Experts agree that pollution has been creating major health, environmental, food, and water safety risks that consequently hurt the province’s economy.
Pollution in the Ravi has been a known problem since 1995 though past clean-up efforts rarely moved beyond the concept stage, sources told. Two national water sector strategies from 2002 and 2012 highlighted the need to clean up the river and included investment proposals, but these have not ever been materialised.
A government-endorsed wastewater treatment feasibility study prepared with financial support from the Japan International Cooperation Agency in 2009 recommended a $413 million investment, while a similar study by a French consultant in 2011 recommended a $118 million investment, but neither of the projects went ahead.

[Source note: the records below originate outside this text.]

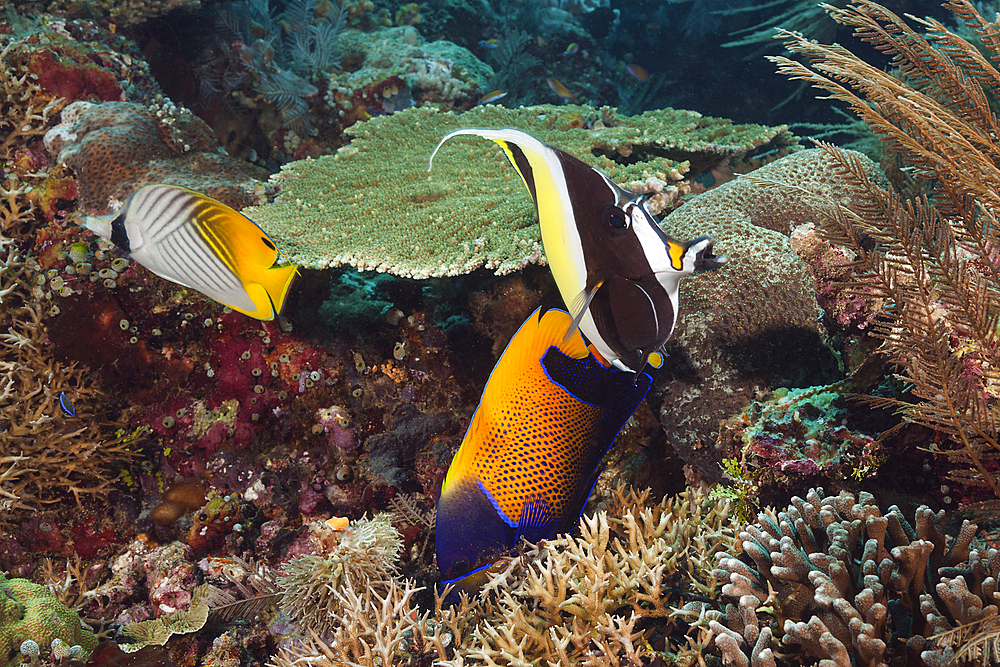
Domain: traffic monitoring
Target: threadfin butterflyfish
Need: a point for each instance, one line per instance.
(616, 270)
(199, 242)
(529, 460)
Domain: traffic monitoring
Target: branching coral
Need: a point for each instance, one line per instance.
(313, 585)
(24, 109)
(583, 596)
(586, 600)
(832, 577)
(932, 259)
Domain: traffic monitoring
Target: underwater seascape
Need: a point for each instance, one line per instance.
(511, 332)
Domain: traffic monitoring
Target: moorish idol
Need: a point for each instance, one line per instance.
(199, 242)
(616, 270)
(529, 460)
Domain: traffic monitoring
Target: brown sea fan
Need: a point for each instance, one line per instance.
(933, 258)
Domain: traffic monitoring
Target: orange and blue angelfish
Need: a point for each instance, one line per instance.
(529, 460)
(559, 88)
(198, 242)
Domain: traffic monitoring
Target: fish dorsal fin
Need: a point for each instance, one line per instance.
(538, 333)
(513, 142)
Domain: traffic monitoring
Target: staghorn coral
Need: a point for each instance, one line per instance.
(575, 600)
(580, 597)
(25, 109)
(381, 210)
(116, 147)
(930, 256)
(61, 456)
(833, 577)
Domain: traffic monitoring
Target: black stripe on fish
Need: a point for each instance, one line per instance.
(523, 167)
(118, 235)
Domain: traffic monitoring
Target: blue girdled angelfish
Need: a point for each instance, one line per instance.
(616, 270)
(199, 242)
(533, 451)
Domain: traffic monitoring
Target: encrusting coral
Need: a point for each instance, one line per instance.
(733, 323)
(116, 147)
(380, 210)
(30, 613)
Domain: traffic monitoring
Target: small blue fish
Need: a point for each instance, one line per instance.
(638, 72)
(67, 405)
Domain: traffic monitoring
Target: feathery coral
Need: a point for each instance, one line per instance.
(362, 556)
(933, 259)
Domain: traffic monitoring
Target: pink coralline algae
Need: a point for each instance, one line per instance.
(335, 422)
(803, 432)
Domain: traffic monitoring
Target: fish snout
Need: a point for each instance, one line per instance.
(705, 259)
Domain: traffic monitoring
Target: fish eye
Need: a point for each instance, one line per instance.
(614, 217)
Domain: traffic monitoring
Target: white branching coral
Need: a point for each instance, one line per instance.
(361, 558)
(586, 600)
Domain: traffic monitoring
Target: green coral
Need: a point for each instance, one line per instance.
(179, 622)
(374, 206)
(30, 611)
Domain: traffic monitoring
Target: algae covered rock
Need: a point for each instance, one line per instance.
(29, 611)
(753, 325)
(374, 205)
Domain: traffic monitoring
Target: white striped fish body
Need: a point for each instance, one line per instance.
(200, 243)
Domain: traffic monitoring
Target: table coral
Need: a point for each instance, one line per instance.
(30, 611)
(374, 206)
(733, 323)
(116, 147)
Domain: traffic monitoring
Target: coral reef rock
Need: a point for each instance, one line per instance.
(117, 147)
(760, 308)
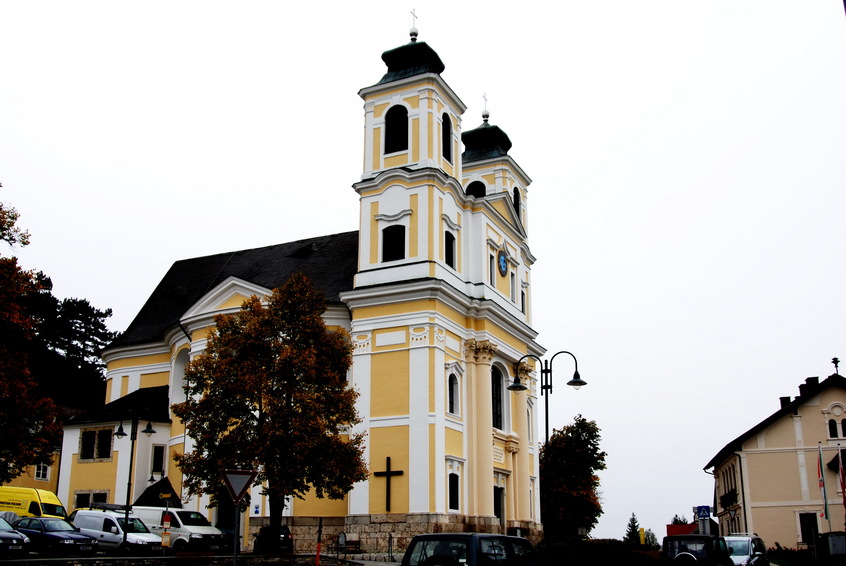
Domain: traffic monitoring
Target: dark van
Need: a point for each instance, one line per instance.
(470, 549)
(699, 549)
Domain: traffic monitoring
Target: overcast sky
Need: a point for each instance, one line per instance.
(686, 209)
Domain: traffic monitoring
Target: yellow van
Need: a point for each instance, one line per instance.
(30, 502)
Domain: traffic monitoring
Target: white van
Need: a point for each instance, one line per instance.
(108, 527)
(187, 530)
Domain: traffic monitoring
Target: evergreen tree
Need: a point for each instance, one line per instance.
(27, 419)
(651, 541)
(632, 532)
(270, 394)
(568, 466)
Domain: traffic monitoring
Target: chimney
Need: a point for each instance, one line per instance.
(808, 386)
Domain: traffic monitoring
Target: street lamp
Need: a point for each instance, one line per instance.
(546, 380)
(132, 437)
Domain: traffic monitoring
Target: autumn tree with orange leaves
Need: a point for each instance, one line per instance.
(569, 484)
(28, 420)
(270, 394)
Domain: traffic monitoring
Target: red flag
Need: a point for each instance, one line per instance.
(824, 513)
(840, 465)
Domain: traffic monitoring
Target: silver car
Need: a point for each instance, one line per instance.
(747, 549)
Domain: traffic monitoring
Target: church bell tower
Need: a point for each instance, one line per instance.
(440, 311)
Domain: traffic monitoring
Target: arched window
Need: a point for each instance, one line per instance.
(454, 500)
(449, 249)
(452, 394)
(396, 129)
(393, 243)
(517, 202)
(446, 136)
(477, 189)
(496, 397)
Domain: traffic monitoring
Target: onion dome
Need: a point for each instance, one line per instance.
(413, 58)
(485, 142)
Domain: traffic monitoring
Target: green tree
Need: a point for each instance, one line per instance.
(66, 363)
(568, 466)
(632, 536)
(651, 541)
(27, 419)
(270, 393)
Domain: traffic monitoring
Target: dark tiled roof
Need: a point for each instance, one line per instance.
(806, 391)
(415, 58)
(329, 261)
(147, 403)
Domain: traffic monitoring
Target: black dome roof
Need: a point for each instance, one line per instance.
(414, 58)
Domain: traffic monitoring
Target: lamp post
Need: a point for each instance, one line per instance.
(132, 437)
(546, 380)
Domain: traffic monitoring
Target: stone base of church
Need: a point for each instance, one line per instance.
(390, 532)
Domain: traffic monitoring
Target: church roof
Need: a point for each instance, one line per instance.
(329, 261)
(484, 142)
(147, 403)
(413, 58)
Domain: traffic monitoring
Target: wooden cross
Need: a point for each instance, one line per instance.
(387, 475)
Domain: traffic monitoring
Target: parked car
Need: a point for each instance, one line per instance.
(109, 526)
(268, 544)
(56, 537)
(747, 549)
(701, 549)
(13, 544)
(30, 502)
(187, 530)
(470, 549)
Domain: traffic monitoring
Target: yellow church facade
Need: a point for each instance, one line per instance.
(435, 291)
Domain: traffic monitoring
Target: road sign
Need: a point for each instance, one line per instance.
(238, 482)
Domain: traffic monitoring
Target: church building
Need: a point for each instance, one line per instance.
(435, 291)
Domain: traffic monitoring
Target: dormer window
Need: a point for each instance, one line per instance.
(477, 189)
(396, 129)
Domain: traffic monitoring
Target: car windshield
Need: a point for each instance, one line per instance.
(699, 548)
(135, 525)
(425, 548)
(52, 509)
(738, 547)
(193, 519)
(57, 525)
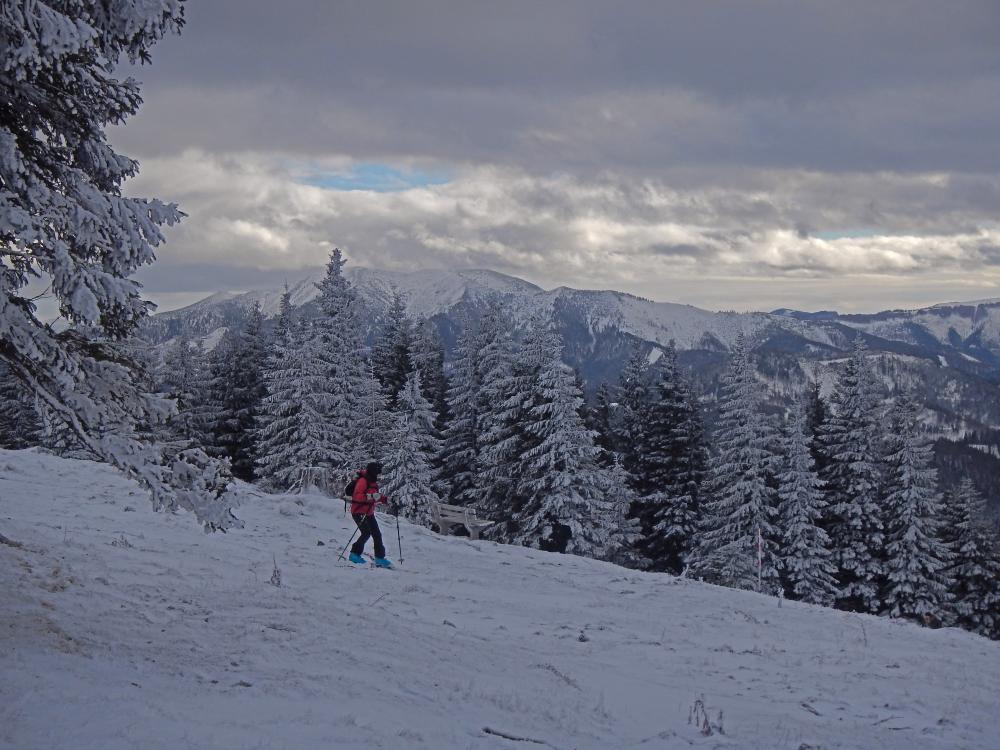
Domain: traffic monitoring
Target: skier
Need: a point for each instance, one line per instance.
(363, 501)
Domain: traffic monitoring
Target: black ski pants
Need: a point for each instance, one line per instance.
(369, 529)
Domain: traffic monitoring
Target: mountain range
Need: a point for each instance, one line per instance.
(948, 354)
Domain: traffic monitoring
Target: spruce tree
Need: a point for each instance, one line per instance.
(975, 569)
(916, 583)
(563, 510)
(179, 380)
(460, 451)
(633, 400)
(337, 341)
(428, 360)
(20, 423)
(239, 388)
(501, 405)
(806, 558)
(391, 354)
(737, 544)
(375, 422)
(600, 421)
(411, 448)
(68, 224)
(851, 445)
(817, 413)
(671, 464)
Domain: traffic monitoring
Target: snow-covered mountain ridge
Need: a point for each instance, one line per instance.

In 2012, the Lahore High Court ordered the establishment of the River Ravi Commission to help clean up the river. The commission reviewed the situation and prepared a report recommending the construction of a low-cost bioremediation plant in Lahore as the first step. However, soon after the recommendation, the Lahore Development Authority proposed a $3 billion waterfront urban development project for the river that could prevent further environmental risks. The organisations have been arguing in court ever since and the progress has stalled.
Sources have said that the proposed assessment intends to contribute to addressing the pollution crisis by improving monitoring and enforcement capacity, filling regulatory and institutional gaps, raising awareness on pollution risks, cost-efficient ways to reduce pollution, and by increasing the levels of investment.